Pathogens-Disinfection

Waterborne contaminants must be either filtered out of the water or killed (inactivated) to make the water safe to drink.  The methods discussed above are not suitable (except for distillation) for this purpose. As a rule water must be disinfected using chemicals (oxidizing agents such sodium or calcium hypochlorite, chloramines, chlorine and ozone) or UV radiation. Water disinfection will not remove inorganic contaminants from water but it may change the chemical species of some of them and is likely to form disinfection byproducts that may be of concern.  Chlorination guidelines for domestic wells are also discussed below.  See also the Arizona Know your Water booklet for a more detailed discussion on water chemical and UV-radiation disinfection methods and guidelines.

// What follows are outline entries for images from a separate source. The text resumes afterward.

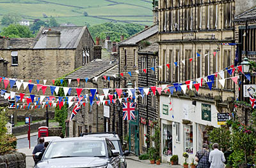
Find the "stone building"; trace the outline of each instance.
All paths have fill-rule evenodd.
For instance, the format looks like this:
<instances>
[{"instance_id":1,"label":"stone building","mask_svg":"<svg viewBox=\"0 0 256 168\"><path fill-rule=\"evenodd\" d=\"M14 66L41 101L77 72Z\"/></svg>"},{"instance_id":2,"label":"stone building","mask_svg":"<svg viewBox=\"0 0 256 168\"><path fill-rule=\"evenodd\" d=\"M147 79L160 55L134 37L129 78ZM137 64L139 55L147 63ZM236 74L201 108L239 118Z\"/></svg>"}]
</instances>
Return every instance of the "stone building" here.
<instances>
[{"instance_id":1,"label":"stone building","mask_svg":"<svg viewBox=\"0 0 256 168\"><path fill-rule=\"evenodd\" d=\"M156 19L157 19L156 17ZM139 73L140 71L142 72L142 69L139 68L138 52L157 42L158 40L157 32L158 25L154 24L118 43L119 74L124 74L124 76L120 76L121 88L127 88L127 83L130 82L132 83L133 88L138 88L139 80L138 74L136 73L136 71L139 71ZM129 72L131 72L131 75L128 73ZM140 111L138 113L140 114ZM136 118L137 120L135 123L130 122L129 125L125 121L123 127L123 128L125 128L124 129L124 135L129 136L129 137L136 136L136 137L131 138L132 142L129 142L131 144L129 150L132 152L134 152L136 155L139 155L138 135L141 134L138 125L140 118ZM129 129L131 129L130 132L128 132Z\"/></svg>"},{"instance_id":2,"label":"stone building","mask_svg":"<svg viewBox=\"0 0 256 168\"><path fill-rule=\"evenodd\" d=\"M83 90L81 95L86 95L86 98L81 101L83 102L81 103L81 111L77 113L70 122L68 120L74 105L68 109L66 134L67 137L79 136L82 132L112 130L118 134L120 133L118 129L119 115L116 113L117 112L116 104L118 104L118 101L116 101L115 104L109 104L109 102L108 102L109 99L107 98L104 99L100 102L98 102L98 103L100 103L100 106L98 106L97 102L100 100L101 96L104 97L102 88L119 87L118 78L113 76L118 73L118 63L116 62L109 62L109 59L100 59L100 57L98 57L65 77L66 80L72 79L71 84L68 85L68 87L97 89L92 105L91 105L89 99L89 97L92 96L90 90ZM109 80L108 78L105 80L104 76L109 78ZM97 81L95 81L95 78L97 78ZM79 85L77 85L77 78L81 79ZM88 80L87 81L86 78ZM109 89L109 94L114 95L113 91L115 90ZM72 95L77 96L76 89L72 89ZM107 101L107 103L106 103L106 101Z\"/></svg>"},{"instance_id":3,"label":"stone building","mask_svg":"<svg viewBox=\"0 0 256 168\"><path fill-rule=\"evenodd\" d=\"M235 43L235 3L159 2L159 66L163 69L159 69L158 79L161 85L178 91L172 95L163 93L159 98L163 162L169 161L172 155L182 160L184 151L190 160L203 143L209 143L206 126L219 127L218 113L233 111L235 83L225 68L234 62L236 46L231 45ZM215 74L221 71L227 78L223 87L219 83L220 75ZM207 82L212 85L211 91ZM196 83L202 85L198 92L193 87ZM190 89L186 89L187 85Z\"/></svg>"},{"instance_id":4,"label":"stone building","mask_svg":"<svg viewBox=\"0 0 256 168\"><path fill-rule=\"evenodd\" d=\"M147 73L140 71L138 74L138 87L150 88L157 85L158 44L155 43L138 52L138 69L147 69ZM152 122L158 120L157 94L152 92L140 99L138 102L140 122L140 153L147 151L145 134L154 135ZM148 127L147 127L147 125ZM154 147L154 143L150 144Z\"/></svg>"},{"instance_id":5,"label":"stone building","mask_svg":"<svg viewBox=\"0 0 256 168\"><path fill-rule=\"evenodd\" d=\"M36 85L36 80L39 80L41 85L46 80L46 85L52 85L52 80L93 60L94 45L86 27L42 27L35 38L1 37L0 57L10 62L4 76L26 82L31 80L31 83L35 85ZM29 95L28 87L26 90L21 87L20 90L15 88L12 91ZM8 92L10 90L10 87L7 88ZM43 93L42 90L36 92L34 88L31 94L43 95ZM47 89L45 95L51 95L50 89ZM29 113L32 114L34 120L45 118L45 109L22 108L15 111L14 116L17 114L18 120L24 120L24 116ZM53 109L49 108L49 113L54 116Z\"/></svg>"},{"instance_id":6,"label":"stone building","mask_svg":"<svg viewBox=\"0 0 256 168\"><path fill-rule=\"evenodd\" d=\"M254 3L256 5L256 2ZM256 6L238 15L234 20L236 43L238 44L237 50L239 51L238 62L241 62L245 57L250 60L256 60ZM255 76L252 74L250 81L244 75L241 76L242 81L240 90L236 87L236 97L239 101L250 103L249 94L244 90L244 85L248 85L246 88L255 84ZM245 82L244 82L245 81ZM245 124L249 123L251 107L246 107L237 104L237 115L240 120Z\"/></svg>"},{"instance_id":7,"label":"stone building","mask_svg":"<svg viewBox=\"0 0 256 168\"><path fill-rule=\"evenodd\" d=\"M8 62L0 57L0 76L7 76Z\"/></svg>"}]
</instances>

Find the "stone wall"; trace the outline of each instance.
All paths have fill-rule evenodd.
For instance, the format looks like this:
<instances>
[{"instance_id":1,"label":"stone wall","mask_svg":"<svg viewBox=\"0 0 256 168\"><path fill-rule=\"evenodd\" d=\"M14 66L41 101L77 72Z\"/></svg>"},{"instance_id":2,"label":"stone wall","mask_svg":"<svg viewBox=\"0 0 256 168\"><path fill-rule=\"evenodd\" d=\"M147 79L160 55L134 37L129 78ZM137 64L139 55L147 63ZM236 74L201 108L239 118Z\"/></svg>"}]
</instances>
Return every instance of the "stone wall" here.
<instances>
[{"instance_id":1,"label":"stone wall","mask_svg":"<svg viewBox=\"0 0 256 168\"><path fill-rule=\"evenodd\" d=\"M49 128L49 136L61 136L62 127L51 127Z\"/></svg>"},{"instance_id":2,"label":"stone wall","mask_svg":"<svg viewBox=\"0 0 256 168\"><path fill-rule=\"evenodd\" d=\"M0 168L26 168L26 155L15 152L0 156Z\"/></svg>"},{"instance_id":3,"label":"stone wall","mask_svg":"<svg viewBox=\"0 0 256 168\"><path fill-rule=\"evenodd\" d=\"M43 120L36 123L30 124L30 132L36 132L38 131L38 127L41 126L46 126L46 120ZM28 134L28 125L24 125L17 127L14 127L12 129L12 134L14 136L20 136Z\"/></svg>"}]
</instances>

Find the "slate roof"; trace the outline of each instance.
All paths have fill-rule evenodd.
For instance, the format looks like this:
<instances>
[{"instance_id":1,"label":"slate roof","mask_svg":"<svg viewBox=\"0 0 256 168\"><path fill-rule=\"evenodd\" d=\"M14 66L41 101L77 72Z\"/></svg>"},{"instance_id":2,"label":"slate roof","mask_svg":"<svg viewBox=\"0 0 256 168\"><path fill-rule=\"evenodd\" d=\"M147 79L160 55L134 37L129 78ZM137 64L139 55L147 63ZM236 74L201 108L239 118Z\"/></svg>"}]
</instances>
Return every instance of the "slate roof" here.
<instances>
[{"instance_id":1,"label":"slate roof","mask_svg":"<svg viewBox=\"0 0 256 168\"><path fill-rule=\"evenodd\" d=\"M31 48L35 43L35 38L11 38L9 48Z\"/></svg>"},{"instance_id":2,"label":"slate roof","mask_svg":"<svg viewBox=\"0 0 256 168\"><path fill-rule=\"evenodd\" d=\"M65 78L76 80L77 78L88 78L88 79L92 79L118 64L117 62L109 63L109 60L95 59L68 75Z\"/></svg>"},{"instance_id":3,"label":"slate roof","mask_svg":"<svg viewBox=\"0 0 256 168\"><path fill-rule=\"evenodd\" d=\"M4 99L3 97L0 97L0 107L6 106L9 104L9 102Z\"/></svg>"},{"instance_id":4,"label":"slate roof","mask_svg":"<svg viewBox=\"0 0 256 168\"><path fill-rule=\"evenodd\" d=\"M150 46L141 49L138 51L138 53L155 53L156 52L158 52L158 48L159 48L159 45L158 43L155 43Z\"/></svg>"},{"instance_id":5,"label":"slate roof","mask_svg":"<svg viewBox=\"0 0 256 168\"><path fill-rule=\"evenodd\" d=\"M234 22L245 21L245 20L256 19L256 6L235 17Z\"/></svg>"},{"instance_id":6,"label":"slate roof","mask_svg":"<svg viewBox=\"0 0 256 168\"><path fill-rule=\"evenodd\" d=\"M154 25L148 28L133 35L118 43L118 45L134 45L140 41L158 32L158 24Z\"/></svg>"},{"instance_id":7,"label":"slate roof","mask_svg":"<svg viewBox=\"0 0 256 168\"><path fill-rule=\"evenodd\" d=\"M52 31L60 31L60 46L58 48L76 48L85 31L86 26L56 27L41 28L36 38L33 48L46 48L46 33L49 29Z\"/></svg>"}]
</instances>

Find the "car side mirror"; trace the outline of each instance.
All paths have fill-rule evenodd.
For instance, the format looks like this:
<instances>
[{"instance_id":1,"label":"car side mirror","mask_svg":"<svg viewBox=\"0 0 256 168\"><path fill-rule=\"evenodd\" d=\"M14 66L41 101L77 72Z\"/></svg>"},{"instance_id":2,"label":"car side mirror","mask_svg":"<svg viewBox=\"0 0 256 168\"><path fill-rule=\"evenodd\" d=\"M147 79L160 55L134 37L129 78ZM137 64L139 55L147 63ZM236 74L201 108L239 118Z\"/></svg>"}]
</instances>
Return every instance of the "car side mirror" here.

Equipment for Continuous Chlorination of Domestic Wells

Continuous chlorination of a domestic water supply can be done by various methods: chlorine pump, suction device, aspirator, solid feed unit, and batch disinfection. The injection device should operate only when water is being pumped, and the water pump should shut off if the chlorinator fails or if the chlorine supply is depleted. Consult with a professional for equipment selection and tank requirements. For example, in a domestic well system, the minimum-size holding tank is determined by multiplying the capacity of the pump by a factor of 10. Thus, a 5 gallon-per-minute (gpm) pump requires a 50 gallon holding tank. Other methods to control contact time include the use of pressure tanks and coils.

Boiling

Two minutes of vigorous boiling ensures biological safety.  Boiling kills all organisms in water (whereas chlorination reduces them to safe levels).  But boiling is costly and practical only as an emergency measure.  Remember that once boiled, cooled water must be protected from re-contamination.

Emergency Disinfection

The use of household chemicals (such as bleach or iodine) to disinfect water without the appropriate equipment or technical supervision should only be considered under emergency situations. For a list of these chemicals and their safe use, see the EPA website: www.epa.gov/OGWDW/faq/emerg.html.